Our project started as an attempt to compare the similarities and differences of RSS feeds of news sources from around the world. Origianlly we thought to sort the stories from each RSS feed into general categories of business, sports, etc. and display the importance and number of each story to the country of origin. However, upon finding a very similar finished product, Google News Maps, we decided to take it in a different direction and directly compare the similarities of each news source to compare the cultural difference as well as the geographical distance.
We selected RSS feeds for a diverse range across the world, from most continents (including a news source about Antarctica) as well as Detroit and CNN for a more local comparison with our own news feed in Ann Arbor. Romefeeder was used to download and parse the RSS feeds.
The machine learning part of the code uses the tfidf functionality of the Wekaizing library. This set of algorithms ranks the importance of words to a document in a larger set of documents by increasing the priority of words that occur frequently in the document, while decreasing its priority if it occurs commonly in all of the documents in the set. Once we compute the most important words for each news article, we then compare the list of top words for each document to determine which news articles are similar in content across news sources.

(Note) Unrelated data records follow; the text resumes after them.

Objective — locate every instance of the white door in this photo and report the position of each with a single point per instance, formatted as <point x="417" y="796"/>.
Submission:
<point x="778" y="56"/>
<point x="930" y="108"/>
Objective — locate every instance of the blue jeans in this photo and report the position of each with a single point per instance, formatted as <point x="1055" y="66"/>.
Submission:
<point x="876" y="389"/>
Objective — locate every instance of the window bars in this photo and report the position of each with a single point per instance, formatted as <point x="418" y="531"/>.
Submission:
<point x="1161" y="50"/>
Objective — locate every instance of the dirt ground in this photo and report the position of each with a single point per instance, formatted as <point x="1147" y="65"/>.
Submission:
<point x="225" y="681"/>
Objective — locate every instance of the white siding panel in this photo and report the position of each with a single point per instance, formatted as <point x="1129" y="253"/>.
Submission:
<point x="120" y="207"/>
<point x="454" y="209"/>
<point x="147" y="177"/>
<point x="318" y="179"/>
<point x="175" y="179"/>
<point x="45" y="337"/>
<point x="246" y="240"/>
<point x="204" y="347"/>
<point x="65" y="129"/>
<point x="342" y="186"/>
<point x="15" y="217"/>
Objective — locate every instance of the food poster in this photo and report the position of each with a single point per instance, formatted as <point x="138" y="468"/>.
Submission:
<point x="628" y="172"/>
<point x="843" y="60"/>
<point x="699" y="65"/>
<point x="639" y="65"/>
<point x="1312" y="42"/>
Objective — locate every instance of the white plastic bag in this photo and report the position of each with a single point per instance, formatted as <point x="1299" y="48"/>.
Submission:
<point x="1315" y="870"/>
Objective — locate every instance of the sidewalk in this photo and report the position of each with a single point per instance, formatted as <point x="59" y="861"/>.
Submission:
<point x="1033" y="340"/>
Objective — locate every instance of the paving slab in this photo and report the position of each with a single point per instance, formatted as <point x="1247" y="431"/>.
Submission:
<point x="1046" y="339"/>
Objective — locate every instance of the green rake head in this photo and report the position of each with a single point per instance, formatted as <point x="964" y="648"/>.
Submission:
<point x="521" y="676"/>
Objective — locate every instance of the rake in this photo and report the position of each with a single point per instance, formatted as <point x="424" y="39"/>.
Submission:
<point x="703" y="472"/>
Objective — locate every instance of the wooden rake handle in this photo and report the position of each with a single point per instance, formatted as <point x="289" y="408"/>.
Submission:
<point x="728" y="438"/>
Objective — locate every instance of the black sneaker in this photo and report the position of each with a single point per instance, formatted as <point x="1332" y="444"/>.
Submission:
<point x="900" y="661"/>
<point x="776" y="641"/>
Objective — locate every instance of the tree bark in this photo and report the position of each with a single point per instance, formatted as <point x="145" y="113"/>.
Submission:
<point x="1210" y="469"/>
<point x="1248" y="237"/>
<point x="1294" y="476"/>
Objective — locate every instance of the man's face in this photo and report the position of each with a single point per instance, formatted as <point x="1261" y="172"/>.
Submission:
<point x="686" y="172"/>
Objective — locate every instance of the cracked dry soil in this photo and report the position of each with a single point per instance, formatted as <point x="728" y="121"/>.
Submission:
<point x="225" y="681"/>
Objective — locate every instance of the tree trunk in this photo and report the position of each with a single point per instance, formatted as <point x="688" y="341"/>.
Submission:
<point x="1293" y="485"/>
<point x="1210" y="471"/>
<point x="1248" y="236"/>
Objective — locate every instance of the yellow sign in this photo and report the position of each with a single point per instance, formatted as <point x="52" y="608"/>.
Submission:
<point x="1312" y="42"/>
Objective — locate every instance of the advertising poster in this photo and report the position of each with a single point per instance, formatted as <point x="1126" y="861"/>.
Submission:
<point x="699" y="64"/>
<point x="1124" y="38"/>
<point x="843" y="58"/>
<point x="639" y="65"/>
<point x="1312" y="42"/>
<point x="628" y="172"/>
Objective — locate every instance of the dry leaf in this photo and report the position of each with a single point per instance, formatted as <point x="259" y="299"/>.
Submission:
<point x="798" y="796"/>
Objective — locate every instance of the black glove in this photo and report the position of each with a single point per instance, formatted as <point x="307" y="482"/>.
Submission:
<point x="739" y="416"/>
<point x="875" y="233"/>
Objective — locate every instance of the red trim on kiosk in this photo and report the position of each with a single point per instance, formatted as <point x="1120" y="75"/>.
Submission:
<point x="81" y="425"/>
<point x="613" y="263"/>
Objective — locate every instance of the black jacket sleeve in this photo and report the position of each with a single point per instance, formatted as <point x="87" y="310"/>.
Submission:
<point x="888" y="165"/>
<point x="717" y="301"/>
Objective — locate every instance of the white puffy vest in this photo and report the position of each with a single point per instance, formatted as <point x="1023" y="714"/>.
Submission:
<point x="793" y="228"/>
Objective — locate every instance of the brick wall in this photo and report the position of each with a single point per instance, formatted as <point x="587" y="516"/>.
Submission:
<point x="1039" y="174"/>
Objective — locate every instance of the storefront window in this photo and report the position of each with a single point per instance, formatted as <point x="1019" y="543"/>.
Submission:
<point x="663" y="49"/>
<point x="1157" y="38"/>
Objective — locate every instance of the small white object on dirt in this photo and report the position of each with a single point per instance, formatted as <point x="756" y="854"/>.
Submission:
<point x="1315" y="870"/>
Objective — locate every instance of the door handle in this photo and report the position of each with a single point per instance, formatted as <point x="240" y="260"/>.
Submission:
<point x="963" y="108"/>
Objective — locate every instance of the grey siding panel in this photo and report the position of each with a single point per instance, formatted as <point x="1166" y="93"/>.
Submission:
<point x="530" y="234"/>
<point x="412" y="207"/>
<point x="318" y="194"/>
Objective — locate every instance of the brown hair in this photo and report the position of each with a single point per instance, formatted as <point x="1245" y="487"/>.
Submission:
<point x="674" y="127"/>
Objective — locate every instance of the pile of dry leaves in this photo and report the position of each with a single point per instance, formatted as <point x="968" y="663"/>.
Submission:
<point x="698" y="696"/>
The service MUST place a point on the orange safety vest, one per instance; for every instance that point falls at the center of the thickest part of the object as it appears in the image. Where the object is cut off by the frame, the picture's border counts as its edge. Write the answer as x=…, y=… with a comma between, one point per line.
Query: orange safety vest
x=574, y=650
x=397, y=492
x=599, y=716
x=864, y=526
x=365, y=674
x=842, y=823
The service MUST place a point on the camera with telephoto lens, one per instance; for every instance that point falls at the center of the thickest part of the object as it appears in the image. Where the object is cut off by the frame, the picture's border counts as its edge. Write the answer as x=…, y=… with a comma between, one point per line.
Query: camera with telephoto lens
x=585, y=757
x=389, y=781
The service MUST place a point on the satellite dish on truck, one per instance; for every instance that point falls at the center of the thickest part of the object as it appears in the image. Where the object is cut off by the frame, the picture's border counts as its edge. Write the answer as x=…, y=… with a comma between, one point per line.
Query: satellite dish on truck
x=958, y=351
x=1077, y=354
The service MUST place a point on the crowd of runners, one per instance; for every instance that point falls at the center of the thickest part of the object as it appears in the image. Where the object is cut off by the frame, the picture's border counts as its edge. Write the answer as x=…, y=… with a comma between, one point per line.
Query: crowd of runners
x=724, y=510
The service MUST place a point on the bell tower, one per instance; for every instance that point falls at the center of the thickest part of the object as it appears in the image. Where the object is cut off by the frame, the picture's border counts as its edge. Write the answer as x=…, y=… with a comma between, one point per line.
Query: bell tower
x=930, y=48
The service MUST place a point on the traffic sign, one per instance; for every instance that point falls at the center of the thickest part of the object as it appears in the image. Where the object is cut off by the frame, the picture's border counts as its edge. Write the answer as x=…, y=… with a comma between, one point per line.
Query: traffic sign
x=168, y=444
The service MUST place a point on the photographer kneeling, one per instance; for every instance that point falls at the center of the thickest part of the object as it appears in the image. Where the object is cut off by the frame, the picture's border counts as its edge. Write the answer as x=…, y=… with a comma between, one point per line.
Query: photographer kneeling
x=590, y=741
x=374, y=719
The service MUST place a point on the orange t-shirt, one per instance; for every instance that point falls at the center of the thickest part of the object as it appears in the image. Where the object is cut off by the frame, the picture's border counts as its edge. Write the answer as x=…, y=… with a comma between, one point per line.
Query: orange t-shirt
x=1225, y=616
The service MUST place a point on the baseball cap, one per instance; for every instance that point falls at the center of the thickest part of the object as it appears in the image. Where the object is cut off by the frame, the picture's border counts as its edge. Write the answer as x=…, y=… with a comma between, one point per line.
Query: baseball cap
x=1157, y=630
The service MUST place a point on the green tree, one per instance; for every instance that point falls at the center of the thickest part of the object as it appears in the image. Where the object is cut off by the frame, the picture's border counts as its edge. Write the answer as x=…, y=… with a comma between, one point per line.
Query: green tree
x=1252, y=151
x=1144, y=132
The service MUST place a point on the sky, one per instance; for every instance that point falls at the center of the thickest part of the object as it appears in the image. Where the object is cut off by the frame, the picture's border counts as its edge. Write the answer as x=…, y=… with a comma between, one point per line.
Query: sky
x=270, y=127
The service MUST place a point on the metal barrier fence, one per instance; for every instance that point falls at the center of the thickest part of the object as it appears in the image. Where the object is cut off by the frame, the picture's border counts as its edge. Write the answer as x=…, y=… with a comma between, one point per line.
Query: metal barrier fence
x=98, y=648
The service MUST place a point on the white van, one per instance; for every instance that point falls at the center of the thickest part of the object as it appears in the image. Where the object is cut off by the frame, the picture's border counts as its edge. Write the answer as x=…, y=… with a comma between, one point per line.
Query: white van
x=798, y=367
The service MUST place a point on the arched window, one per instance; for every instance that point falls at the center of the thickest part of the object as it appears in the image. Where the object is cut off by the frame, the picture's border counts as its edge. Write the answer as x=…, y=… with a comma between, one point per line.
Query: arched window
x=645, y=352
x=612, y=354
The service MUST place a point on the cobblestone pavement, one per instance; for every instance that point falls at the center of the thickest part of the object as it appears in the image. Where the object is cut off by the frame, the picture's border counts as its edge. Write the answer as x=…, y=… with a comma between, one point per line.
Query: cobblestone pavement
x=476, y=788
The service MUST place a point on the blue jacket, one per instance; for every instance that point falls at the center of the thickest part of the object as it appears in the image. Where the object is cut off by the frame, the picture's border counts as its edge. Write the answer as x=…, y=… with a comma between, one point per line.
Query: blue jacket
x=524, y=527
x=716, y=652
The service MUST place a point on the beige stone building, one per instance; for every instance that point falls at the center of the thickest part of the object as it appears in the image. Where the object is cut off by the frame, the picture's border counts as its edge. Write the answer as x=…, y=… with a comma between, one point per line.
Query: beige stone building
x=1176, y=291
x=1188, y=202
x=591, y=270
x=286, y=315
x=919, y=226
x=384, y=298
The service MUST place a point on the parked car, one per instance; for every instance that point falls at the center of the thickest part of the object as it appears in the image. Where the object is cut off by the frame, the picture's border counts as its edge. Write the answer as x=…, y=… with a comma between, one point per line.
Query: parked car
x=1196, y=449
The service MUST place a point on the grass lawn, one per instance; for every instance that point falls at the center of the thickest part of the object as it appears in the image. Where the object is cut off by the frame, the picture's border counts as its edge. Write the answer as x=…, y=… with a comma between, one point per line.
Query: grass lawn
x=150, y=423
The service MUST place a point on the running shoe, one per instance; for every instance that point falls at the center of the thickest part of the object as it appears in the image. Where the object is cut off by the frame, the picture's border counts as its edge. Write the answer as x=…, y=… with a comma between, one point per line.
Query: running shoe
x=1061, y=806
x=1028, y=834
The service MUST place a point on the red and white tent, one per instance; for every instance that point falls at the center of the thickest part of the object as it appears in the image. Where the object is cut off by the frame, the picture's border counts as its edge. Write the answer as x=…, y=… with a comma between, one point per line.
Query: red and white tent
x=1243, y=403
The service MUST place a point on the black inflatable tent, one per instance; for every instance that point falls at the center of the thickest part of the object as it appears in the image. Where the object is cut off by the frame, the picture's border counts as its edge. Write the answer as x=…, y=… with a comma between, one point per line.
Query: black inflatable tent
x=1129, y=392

The final output of the project is the visualizer. In this image, the size of the circles represents the number of stories in the RSS feed, which means locations with a larger circle might have results more relvant to Ann Arbor simply because of the number of stories in its feed, not as much because of an actual similarity.
The real product here is the distance between each circle and the circle in the center representing Ann Arbor. The closer a news source, the more similar its news stories are to the news in Ann Arbor. Of note are Detroit, which makes since as it had a large number of stories in its feed as well as its geographical proximity. More strangely, Antarctica and South Africa are close as well. Perhaps the science-related stories of Antarctica are similar to Ann Arbor’s research and environmental tendencies? Also, CNN has almost no relevancy to Ann Arbor’s likely more local news, surprisingly.